Implementation Steps

Schema and Table Tagging

  1. Schema Creation:

    When onboarding a new team to Databricks, create a schema and assign the WusmDepartment tag to account for billing.

    Example SQL command:

    ALTER SCHEMA <schema_name> SET TAG WusmDepartment = '<Department Name>';
  2. Assigning Additional Tags:

    Add the DataSource tag to indicate the schema is a supported dataset:

    ALTER SCHEMA <schema_name> SET TAG DataSource = '<Dataset Name>';

    Add the DataSensitivity tag to tables and fields as needed:

    ALTER TABLE <table_name> SET TAG DataSensitivity = 'Restricted';
    ALTER COLUMN <column_name> SET TAG DataSensitivity = 'PHI';

    Add the RetentionPolicy tag to specify the retention period for the data asset:

    ALTER TABLE <table_name> SET TAG RetentionPolicy = '7 years';

    Add the ProjectAssociation tag to link the data asset to a specific project:

    ALTER SCHEMA <schema_name> SET TAG ProjectAssociation = 'Project ABC';

    Add the ComplianceClassification tag to identify compliance requirements:

    ALTER TABLE <table_name> SET TAG ComplianceClassification = 'HIPAA';

Adding Descriptions

Apply descriptions to schemas, tables, and fields using the following SQL commands:

COMMENT ON SCHEMA <schema_name> IS 'Description of the schema';
COMMENT ON TABLE <table_name> IS 'Description of the table';
COMMENT ON COLUMN <table_name>.<column_name> IS 'Description of the field';

Management Workflow

Role-Based Access Control (RBAC)

  • Data Stewards:

    Responsible for managing tags and descriptions for their assigned schemas.

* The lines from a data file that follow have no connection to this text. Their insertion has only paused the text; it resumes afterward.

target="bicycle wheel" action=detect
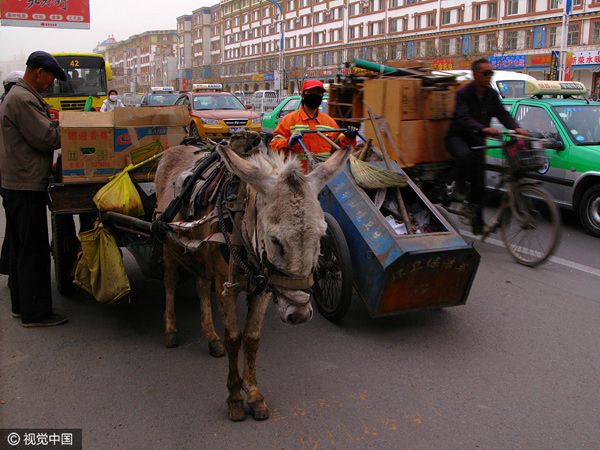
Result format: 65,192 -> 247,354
312,213 -> 352,322
502,185 -> 561,267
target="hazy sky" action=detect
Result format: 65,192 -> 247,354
0,0 -> 212,61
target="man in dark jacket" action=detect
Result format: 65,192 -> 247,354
0,51 -> 67,327
446,58 -> 528,234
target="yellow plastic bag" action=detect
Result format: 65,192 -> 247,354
93,164 -> 144,217
73,221 -> 131,304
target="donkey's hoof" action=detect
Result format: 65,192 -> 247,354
208,339 -> 225,358
227,399 -> 246,422
248,400 -> 271,420
165,333 -> 177,348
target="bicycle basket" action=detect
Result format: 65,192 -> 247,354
502,139 -> 546,172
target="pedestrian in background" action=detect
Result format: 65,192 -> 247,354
0,70 -> 25,278
100,89 -> 125,112
0,51 -> 68,327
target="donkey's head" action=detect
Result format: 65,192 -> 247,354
217,146 -> 351,324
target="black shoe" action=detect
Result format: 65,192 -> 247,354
473,217 -> 483,236
23,314 -> 69,328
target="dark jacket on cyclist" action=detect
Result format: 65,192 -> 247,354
446,82 -> 519,145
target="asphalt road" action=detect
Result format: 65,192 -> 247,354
0,204 -> 600,450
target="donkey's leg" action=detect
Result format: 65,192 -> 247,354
243,293 -> 271,420
215,277 -> 246,421
196,277 -> 225,358
163,250 -> 179,348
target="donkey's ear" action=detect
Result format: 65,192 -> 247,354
308,145 -> 352,192
217,144 -> 276,194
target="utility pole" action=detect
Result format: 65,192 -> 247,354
267,0 -> 285,97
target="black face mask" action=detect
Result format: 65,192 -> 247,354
302,94 -> 323,109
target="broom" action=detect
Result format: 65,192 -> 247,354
350,156 -> 408,189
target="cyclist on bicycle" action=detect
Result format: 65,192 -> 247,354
446,58 -> 528,234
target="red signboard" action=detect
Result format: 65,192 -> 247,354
0,0 -> 90,30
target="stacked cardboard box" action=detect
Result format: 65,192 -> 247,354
60,106 -> 189,183
364,77 -> 455,166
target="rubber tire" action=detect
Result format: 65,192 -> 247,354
312,213 -> 352,322
579,184 -> 600,237
51,214 -> 79,295
502,185 -> 562,267
190,122 -> 200,137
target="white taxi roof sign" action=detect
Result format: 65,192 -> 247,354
150,86 -> 175,93
192,83 -> 223,91
523,80 -> 587,95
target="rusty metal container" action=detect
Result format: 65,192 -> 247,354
320,163 -> 480,317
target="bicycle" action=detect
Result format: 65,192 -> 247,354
437,133 -> 562,267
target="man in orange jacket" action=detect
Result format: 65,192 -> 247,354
270,80 -> 358,172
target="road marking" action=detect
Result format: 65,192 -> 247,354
460,230 -> 600,277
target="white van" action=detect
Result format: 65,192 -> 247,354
250,91 -> 279,114
432,69 -> 537,98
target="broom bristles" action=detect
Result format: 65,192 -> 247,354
350,156 -> 408,189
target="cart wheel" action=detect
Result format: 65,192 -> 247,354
313,213 -> 352,322
52,214 -> 79,295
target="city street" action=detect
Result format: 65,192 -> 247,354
0,205 -> 600,450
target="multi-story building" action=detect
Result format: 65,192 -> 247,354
98,0 -> 600,93
94,30 -> 183,93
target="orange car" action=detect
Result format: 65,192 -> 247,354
175,90 -> 262,138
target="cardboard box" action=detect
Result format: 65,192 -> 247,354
60,111 -> 115,183
367,119 -> 450,167
60,106 -> 189,183
421,90 -> 456,120
363,77 -> 421,125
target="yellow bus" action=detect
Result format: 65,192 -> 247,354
42,53 -> 112,119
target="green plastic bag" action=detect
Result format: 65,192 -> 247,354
73,221 -> 131,304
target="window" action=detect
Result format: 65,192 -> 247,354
567,24 -> 579,45
546,27 -> 558,47
440,38 -> 450,56
590,21 -> 600,44
442,10 -> 452,25
427,13 -> 435,28
485,34 -> 497,52
506,0 -> 519,16
504,30 -> 519,50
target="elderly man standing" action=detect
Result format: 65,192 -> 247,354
0,51 -> 68,328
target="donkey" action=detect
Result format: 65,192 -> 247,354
155,135 -> 351,421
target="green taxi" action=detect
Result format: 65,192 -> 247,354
487,81 -> 600,237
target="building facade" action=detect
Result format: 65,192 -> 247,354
96,0 -> 600,93
94,30 -> 182,94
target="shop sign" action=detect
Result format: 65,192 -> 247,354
488,55 -> 527,70
431,59 -> 454,70
573,50 -> 600,66
0,0 -> 90,30
527,54 -> 552,67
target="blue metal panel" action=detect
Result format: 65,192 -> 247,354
320,163 -> 479,316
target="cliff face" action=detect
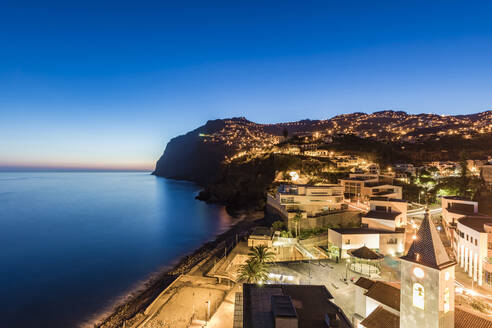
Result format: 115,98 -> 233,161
152,120 -> 229,186
153,111 -> 492,214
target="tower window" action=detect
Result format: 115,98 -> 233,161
413,282 -> 425,310
444,287 -> 449,313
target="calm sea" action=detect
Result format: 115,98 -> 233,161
0,172 -> 231,328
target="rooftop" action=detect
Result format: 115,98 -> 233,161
458,216 -> 492,232
454,307 -> 492,328
250,226 -> 272,237
330,228 -> 404,235
369,197 -> 407,203
362,211 -> 401,220
366,181 -> 398,188
243,284 -> 351,328
401,209 -> 456,270
442,196 -> 472,202
366,281 -> 400,311
348,246 -> 384,260
355,277 -> 374,290
272,295 -> 297,318
361,306 -> 400,328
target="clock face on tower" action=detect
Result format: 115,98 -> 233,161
413,267 -> 424,278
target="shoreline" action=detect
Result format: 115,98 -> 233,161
93,210 -> 263,328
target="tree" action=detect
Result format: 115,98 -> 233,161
248,245 -> 275,264
459,154 -> 470,197
239,258 -> 268,283
272,220 -> 285,231
293,212 -> 302,237
282,127 -> 289,139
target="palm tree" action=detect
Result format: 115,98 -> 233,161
239,258 -> 268,284
293,212 -> 302,237
248,245 -> 275,264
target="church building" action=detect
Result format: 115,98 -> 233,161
354,211 -> 492,328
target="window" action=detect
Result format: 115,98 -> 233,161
413,282 -> 425,310
444,287 -> 449,313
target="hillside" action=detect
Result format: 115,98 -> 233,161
153,111 -> 492,213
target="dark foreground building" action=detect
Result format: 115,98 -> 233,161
234,284 -> 352,328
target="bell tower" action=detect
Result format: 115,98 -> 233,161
400,209 -> 456,328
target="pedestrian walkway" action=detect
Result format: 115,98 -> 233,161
206,284 -> 242,328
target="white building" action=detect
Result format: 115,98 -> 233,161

    Permissions are granted using Databricks groups:

    GRANT MODIFY ON SCHEMA <schema_name> TO GROUP <data_steward_group>;

Periodic Reviews

Data stewards should periodically review tags and descriptions to ensure accuracy and compliance.

Missing or outdated tags should be updated promptly.

Compliance Reporting

Generate reports to identify:

  • Individuals with access to sensitive tables.
  • Supported datasets and their associated metadata.

Example SQL query for compliance reporting:

SELECT * FROM information_schema.tags WHERE tag_name = 'DataSensitivity';

Data Lineage

Tracking data lineage is essential for understanding the flow and transformations of data. Databricks provides tools to capture lineage information, which can be included in metadata to support debugging and compliance audits. Ensure lineage is working and available for all critical datasets.

Automated Tagging

Some tagging automation has been included in the Databasin application to manage the WusmDepartment tag for billing purposes. All other tags must be managed manually through the Databricks UI or code.

Conclusion

This implementation guide provides a robust framework for managing metadata tags in the WUSM Data Lake. By following the outlined steps and workflows, data stewards can ensure compliance, improve data discoverability, and support end-users in accessing valuable metadata insights. Collaboration between data stewards and support staff is essential for the success of this initiative.


Updated on August 7, 2025